I m awaiting my copy of the latest Wisden Cricketers’ Almanack. ‘First week of May,’ my friendly bookseller assures me.
It’s not a book I buy every year like the far cheaper Australian Broadcasting Corporation season guide, but it’s nice to be enriched with a Wisden once every three to four years. And after you’ve had your fill, it makes for a decorative line-up on your bookshelf.
There’s been a lot of cynicism about the Almanack over the years. Some of it justified, plenty of it not important.
One annoying aspect of the Almanack is that it does not review books published in India. “We are too insular,” confessed one of its editors a few years ago.
At the end of the day, it is an authentic guide to cricket and one must hand it to that editorial team for producing something that cricket lovers can bank on for accuracy and merit.
Some of the contents of this year’s edition have been publicised and the Board of Control for Cricket in India has reportedly been slammed by Wisden’s new editor, Lawrence Booth. He points to India’s obsession with Twenty20 cricket: “Some national boards would struggle to survive without an Indian visit. But too often their game appears driven by the self-interest of the few — officials unable to admit that injuries collected in, or aggravated by the IPL damaged their side’s chances in England; capable of suggesting disregard for the innings defeat at Sydney in January 2012 by responding with the breathless news of the schedule for IPL 5; and happy to whitewash the whitewashes with constant reference to the World Cup.”

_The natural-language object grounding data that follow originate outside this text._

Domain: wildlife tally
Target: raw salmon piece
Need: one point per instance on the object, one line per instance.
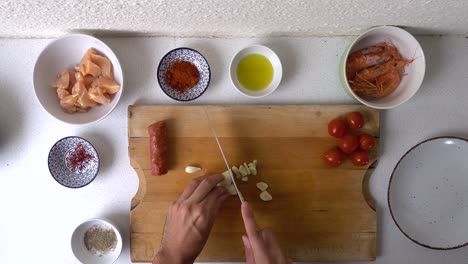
(68, 104)
(84, 100)
(105, 65)
(64, 78)
(109, 86)
(98, 95)
(90, 68)
(61, 93)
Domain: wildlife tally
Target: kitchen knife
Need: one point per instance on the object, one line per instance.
(213, 130)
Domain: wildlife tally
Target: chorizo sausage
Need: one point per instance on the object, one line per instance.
(158, 148)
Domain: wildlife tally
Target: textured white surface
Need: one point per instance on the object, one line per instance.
(24, 18)
(39, 215)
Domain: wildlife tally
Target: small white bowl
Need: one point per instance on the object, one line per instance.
(408, 47)
(66, 52)
(83, 254)
(275, 62)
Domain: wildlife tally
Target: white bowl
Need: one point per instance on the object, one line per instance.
(275, 62)
(83, 254)
(408, 47)
(66, 52)
(427, 193)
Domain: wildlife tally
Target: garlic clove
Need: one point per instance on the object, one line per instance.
(231, 189)
(227, 179)
(262, 186)
(236, 172)
(192, 169)
(244, 171)
(266, 196)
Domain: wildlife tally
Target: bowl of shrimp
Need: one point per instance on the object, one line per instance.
(383, 68)
(78, 79)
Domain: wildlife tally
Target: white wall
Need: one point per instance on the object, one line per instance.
(45, 18)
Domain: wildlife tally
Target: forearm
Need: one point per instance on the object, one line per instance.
(163, 258)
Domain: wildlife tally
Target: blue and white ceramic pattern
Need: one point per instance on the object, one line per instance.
(184, 54)
(63, 173)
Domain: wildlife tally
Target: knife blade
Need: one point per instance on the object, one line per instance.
(213, 130)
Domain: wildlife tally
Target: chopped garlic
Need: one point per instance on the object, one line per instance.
(244, 171)
(252, 169)
(191, 169)
(262, 186)
(231, 189)
(266, 196)
(236, 172)
(227, 179)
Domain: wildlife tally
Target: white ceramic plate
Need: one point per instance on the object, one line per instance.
(428, 193)
(83, 254)
(66, 52)
(408, 47)
(275, 62)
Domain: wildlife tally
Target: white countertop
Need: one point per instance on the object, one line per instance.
(39, 215)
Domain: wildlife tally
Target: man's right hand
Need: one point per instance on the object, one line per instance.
(261, 246)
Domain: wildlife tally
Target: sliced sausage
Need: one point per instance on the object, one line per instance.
(159, 148)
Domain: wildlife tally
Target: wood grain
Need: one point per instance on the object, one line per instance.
(318, 213)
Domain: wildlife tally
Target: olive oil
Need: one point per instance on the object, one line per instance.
(255, 72)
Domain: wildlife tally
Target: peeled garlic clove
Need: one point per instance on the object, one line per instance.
(252, 169)
(236, 171)
(244, 171)
(262, 186)
(231, 189)
(227, 179)
(266, 196)
(191, 169)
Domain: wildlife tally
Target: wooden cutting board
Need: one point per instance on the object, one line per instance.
(318, 213)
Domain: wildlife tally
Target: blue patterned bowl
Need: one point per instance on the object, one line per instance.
(73, 162)
(190, 55)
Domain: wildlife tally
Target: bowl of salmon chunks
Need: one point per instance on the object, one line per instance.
(383, 68)
(78, 79)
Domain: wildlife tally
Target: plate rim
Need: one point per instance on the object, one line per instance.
(97, 157)
(390, 183)
(159, 68)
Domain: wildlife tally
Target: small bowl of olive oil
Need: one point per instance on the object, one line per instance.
(256, 71)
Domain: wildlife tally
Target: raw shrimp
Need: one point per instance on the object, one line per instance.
(384, 85)
(370, 74)
(370, 56)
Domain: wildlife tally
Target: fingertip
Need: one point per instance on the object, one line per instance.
(246, 242)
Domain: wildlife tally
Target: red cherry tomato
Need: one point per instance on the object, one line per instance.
(333, 157)
(336, 128)
(355, 120)
(348, 143)
(366, 142)
(359, 158)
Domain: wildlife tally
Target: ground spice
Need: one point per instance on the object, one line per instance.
(182, 75)
(78, 158)
(100, 240)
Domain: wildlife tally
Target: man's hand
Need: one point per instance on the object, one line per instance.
(261, 246)
(190, 219)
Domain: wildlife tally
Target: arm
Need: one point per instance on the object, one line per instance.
(260, 245)
(189, 221)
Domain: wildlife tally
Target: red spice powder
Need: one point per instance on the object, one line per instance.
(182, 75)
(78, 158)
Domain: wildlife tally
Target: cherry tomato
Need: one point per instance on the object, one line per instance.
(333, 157)
(366, 142)
(355, 120)
(359, 158)
(348, 143)
(336, 128)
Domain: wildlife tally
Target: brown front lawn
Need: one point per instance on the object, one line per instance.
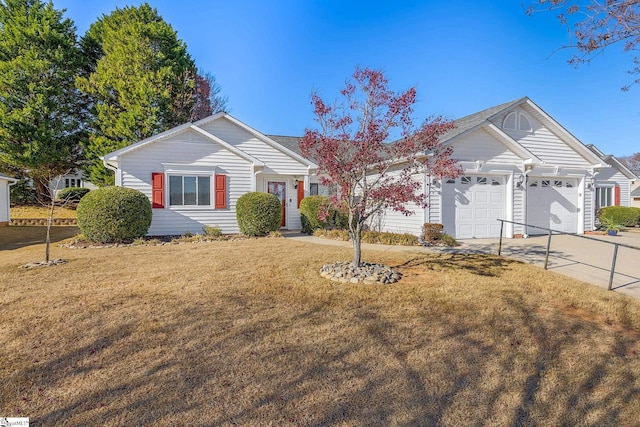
(247, 333)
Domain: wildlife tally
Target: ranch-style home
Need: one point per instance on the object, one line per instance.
(5, 183)
(194, 174)
(519, 164)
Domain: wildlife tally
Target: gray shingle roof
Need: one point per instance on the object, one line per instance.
(474, 120)
(290, 142)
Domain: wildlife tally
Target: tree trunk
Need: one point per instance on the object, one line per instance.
(357, 251)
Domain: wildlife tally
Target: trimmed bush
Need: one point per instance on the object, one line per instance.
(114, 215)
(310, 207)
(72, 194)
(258, 214)
(628, 217)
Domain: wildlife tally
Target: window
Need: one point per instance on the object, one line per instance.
(604, 196)
(71, 182)
(189, 190)
(517, 121)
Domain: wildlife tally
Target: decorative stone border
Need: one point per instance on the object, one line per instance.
(367, 273)
(43, 221)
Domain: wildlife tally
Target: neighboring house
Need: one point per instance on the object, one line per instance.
(5, 204)
(635, 191)
(519, 165)
(194, 174)
(613, 185)
(75, 179)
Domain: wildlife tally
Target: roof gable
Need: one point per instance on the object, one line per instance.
(613, 161)
(112, 158)
(488, 118)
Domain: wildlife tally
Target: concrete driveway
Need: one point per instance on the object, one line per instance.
(588, 260)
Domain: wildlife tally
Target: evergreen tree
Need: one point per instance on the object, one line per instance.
(41, 112)
(141, 82)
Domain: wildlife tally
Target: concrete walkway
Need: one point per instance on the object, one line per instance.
(588, 260)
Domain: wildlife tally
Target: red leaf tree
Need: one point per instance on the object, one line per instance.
(353, 150)
(595, 25)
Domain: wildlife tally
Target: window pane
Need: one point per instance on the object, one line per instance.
(204, 190)
(175, 190)
(189, 190)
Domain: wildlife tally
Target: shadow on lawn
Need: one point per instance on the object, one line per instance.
(15, 237)
(475, 263)
(260, 372)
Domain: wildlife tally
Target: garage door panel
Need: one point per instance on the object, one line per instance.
(552, 204)
(471, 207)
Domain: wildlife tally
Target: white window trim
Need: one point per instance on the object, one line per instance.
(167, 185)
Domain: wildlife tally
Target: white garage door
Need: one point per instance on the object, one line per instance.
(472, 205)
(552, 203)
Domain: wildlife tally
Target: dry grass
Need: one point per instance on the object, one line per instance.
(41, 212)
(247, 333)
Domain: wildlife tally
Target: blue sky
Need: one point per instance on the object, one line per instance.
(462, 56)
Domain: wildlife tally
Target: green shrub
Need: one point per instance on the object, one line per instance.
(310, 207)
(432, 232)
(114, 215)
(258, 214)
(628, 217)
(72, 194)
(22, 193)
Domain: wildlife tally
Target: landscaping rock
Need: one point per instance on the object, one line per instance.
(367, 273)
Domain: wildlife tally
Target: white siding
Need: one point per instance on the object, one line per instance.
(479, 145)
(545, 144)
(275, 160)
(197, 154)
(612, 176)
(4, 200)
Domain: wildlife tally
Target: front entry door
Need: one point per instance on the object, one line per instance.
(279, 189)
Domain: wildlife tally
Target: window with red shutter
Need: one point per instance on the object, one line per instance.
(300, 192)
(221, 192)
(157, 190)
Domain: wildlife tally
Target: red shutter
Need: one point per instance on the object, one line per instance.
(157, 190)
(221, 192)
(300, 192)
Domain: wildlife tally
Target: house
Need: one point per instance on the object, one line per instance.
(613, 185)
(5, 204)
(72, 179)
(520, 165)
(194, 174)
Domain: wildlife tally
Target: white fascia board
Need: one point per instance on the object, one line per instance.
(145, 142)
(564, 134)
(228, 146)
(270, 142)
(513, 145)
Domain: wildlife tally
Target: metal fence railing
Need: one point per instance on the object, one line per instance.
(551, 232)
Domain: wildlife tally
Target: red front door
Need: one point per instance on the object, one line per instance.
(279, 189)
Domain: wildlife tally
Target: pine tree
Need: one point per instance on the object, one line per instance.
(141, 82)
(41, 112)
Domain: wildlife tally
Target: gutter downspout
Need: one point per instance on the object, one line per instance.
(9, 200)
(525, 184)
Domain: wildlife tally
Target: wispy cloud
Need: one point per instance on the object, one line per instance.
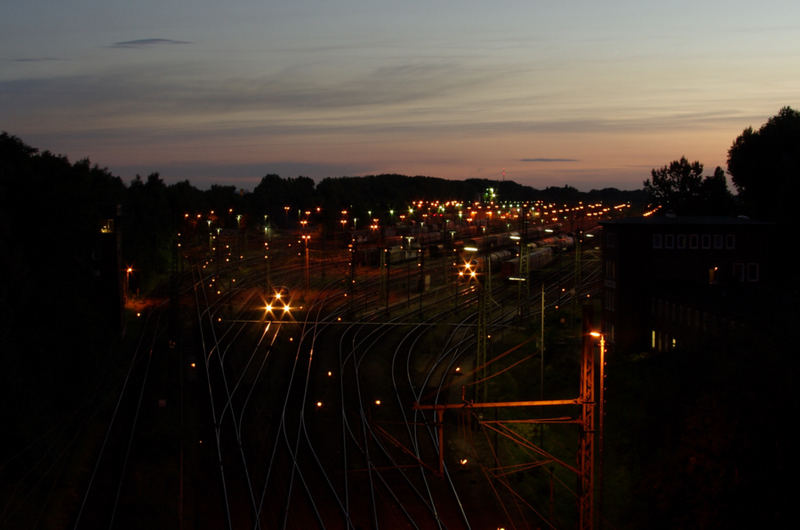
(146, 43)
(35, 59)
(549, 160)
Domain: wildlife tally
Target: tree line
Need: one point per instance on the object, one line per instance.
(764, 166)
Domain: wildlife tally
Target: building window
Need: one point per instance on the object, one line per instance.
(738, 272)
(611, 269)
(657, 241)
(609, 300)
(713, 275)
(752, 272)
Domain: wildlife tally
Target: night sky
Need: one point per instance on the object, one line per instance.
(591, 94)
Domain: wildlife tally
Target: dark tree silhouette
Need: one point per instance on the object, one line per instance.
(676, 187)
(681, 188)
(765, 166)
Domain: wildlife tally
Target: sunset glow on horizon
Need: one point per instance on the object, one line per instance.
(581, 93)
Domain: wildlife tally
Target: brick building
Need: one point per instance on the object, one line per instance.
(686, 282)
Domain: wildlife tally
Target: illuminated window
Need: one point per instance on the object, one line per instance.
(657, 241)
(752, 272)
(738, 272)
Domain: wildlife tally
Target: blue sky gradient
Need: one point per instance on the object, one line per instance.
(590, 94)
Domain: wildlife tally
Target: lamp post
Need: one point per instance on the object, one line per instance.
(601, 412)
(306, 238)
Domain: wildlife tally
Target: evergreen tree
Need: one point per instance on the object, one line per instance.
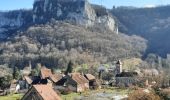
(5, 82)
(16, 73)
(69, 68)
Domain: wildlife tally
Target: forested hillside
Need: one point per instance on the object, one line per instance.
(56, 43)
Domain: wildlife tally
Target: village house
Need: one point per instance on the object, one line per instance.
(27, 82)
(41, 92)
(126, 79)
(92, 81)
(14, 88)
(77, 82)
(59, 82)
(123, 78)
(45, 73)
(27, 70)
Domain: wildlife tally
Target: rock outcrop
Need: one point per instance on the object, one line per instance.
(79, 12)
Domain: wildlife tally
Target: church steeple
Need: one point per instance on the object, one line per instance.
(118, 67)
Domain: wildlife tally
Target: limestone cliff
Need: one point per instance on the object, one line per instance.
(76, 11)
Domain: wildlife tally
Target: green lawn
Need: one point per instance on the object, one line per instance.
(11, 97)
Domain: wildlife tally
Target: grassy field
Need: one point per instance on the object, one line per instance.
(112, 90)
(11, 97)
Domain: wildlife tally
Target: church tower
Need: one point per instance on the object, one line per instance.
(118, 67)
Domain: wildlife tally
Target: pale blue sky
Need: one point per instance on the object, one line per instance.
(27, 4)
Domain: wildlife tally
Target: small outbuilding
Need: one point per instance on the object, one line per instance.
(41, 92)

Booth is an intelligent man, a good cricket writer with The Daily Mail, but like India’s so-called obsession with Twenty20 cricket, the English press too are obsessed with India’s cricketing wealth. By the way, Booth was in India to cover the inaugural IPL in 2008 and wrote for this paper.
I was in England when Mahendra Singh Dhoni’s got a 0-4 Test series shellacking and one could notice how much delight the Brits extracted while reporting on India’s foibles. They, like many of us forgot, it is a sport at the end of the day and everything cannot go as per plan just like it did to the England team which lost four Tests in a row when they came visiting the sub-continent. The criticism was not as vitriolic as they dished out to India in the English summer.
Wonder how the Brit media is coping with Kevin Pietersen’s recent barb with regards to their attitude to the IPL. “It’s down to a lot of jealousy I think, which is sad. It saddens me, all the negative publicity the IPL gets in the (UK) media, I don’t know why,” said Pietersen, a Delhi Daredevils player this year.
The English media is populated by players turned writers/ commentators, who will be quick to slam the IPL, but will also be glad to be offered a commentary assignment for the extravaganza.
There must be criticism and hard talk as long as there is no hypocrisy.
Back to Wisden. Last year, Wisden on India (An Anthology) was published in England and India with foreword written by Ravi Shastri. He rued the fact that he was never a Cricketer of the Year in the annual although he thought he came close once or twice.
Kumar Sangakkara is the only non-Englishman in this year’s list. Although this is not surprising, it’s one good reason to believe that Wisden is not well and truly global in their approach. So, when people call it the bible of cricket, you need not take it as gospel truth.